Within less than a day I had a prototype up and running that handled inbound requests, did some processing, offloaded the rest to background workers and returned the request. The workers asynchronously stream data to BigQuery for real-time reporting.

The only thing I found baffling is that I could not load Googles' own cloud sdk from within the GAE environment and had to "vendor" it in, doing a bunch of workarounds/patching to get it to run. That probably consumed 3 of 4 hours it took to get this running.

Load testing this thing, GAE automatically managed everything and I never saw any error responses throughout the load test with. It's amazing how little ops work is needed.

AWS lambda and kinesis firehose/s3/Athena could provide part of this, but it's far from turnkey/conclusive. GAE/GC are just so much more complete.




> [...] doing a bunch of workarounds/patching to get it to run. That probably consumed 3 of 4 hours it took to get this running.

This always happens when I try to use one of Google's APIs/SDKs.
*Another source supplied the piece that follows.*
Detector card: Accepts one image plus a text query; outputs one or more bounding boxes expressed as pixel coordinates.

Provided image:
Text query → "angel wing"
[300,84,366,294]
I dread using them, I feel like they're overengineered most of the time.


Unfortunately, that's not one of those over-engineering times. GAE standard environment simply does not include the needed SDK. I'm guessing they just haven't gotten to it.

The SDK works as expected once imported as the outside library and various outbound requests things are configured and patched.
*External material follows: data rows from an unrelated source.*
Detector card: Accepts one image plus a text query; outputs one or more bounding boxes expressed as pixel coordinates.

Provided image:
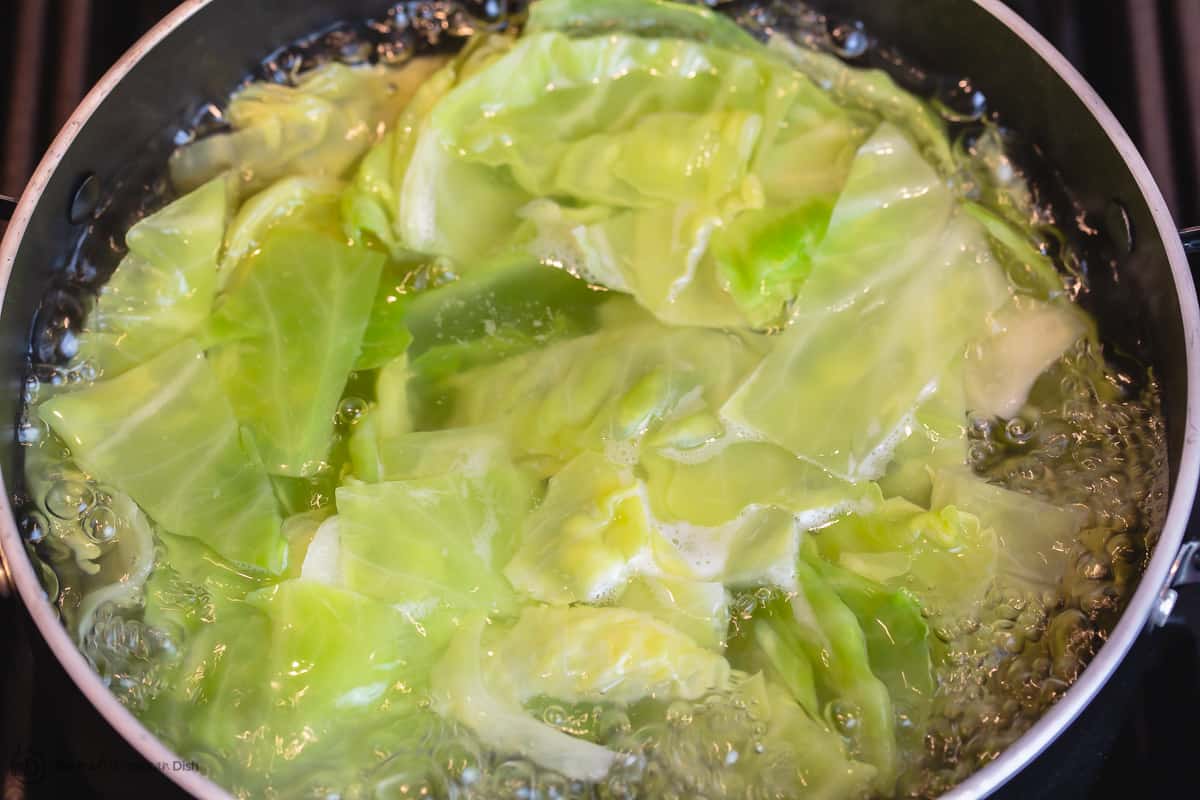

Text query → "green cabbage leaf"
[209,223,383,476]
[39,339,285,570]
[76,176,228,378]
I think I overstated the complexity. All I needed to do was enable SSL for outbound connections (one-liner in the yaml file) and add the requests library patch to use URLFetch service (python/GAE specific step). Searching SO and Google documentation is what took up 95% of the 3 hours I spent on this.


Yeah, poor choice of word on my part, but I feel you. This happens to me a lot with their stuff: the solution is trivial yet not obvious and it's not documented properly so you end losing a lot of time.


The main problem with the SDKs have been that they've been changing extremely fast, and breaking backwards compatibility in every single release. The Go SDK has been particularly extreme in this regard. Not simple things like new arguments being added to functions; but actually changing everything around to the point of being unrecognizable. (The Go SDK also suffers from some unfortunate googleisms such as WithFoo() functions to chain options, which don't fit well into Go's somewhat impoverished type system.)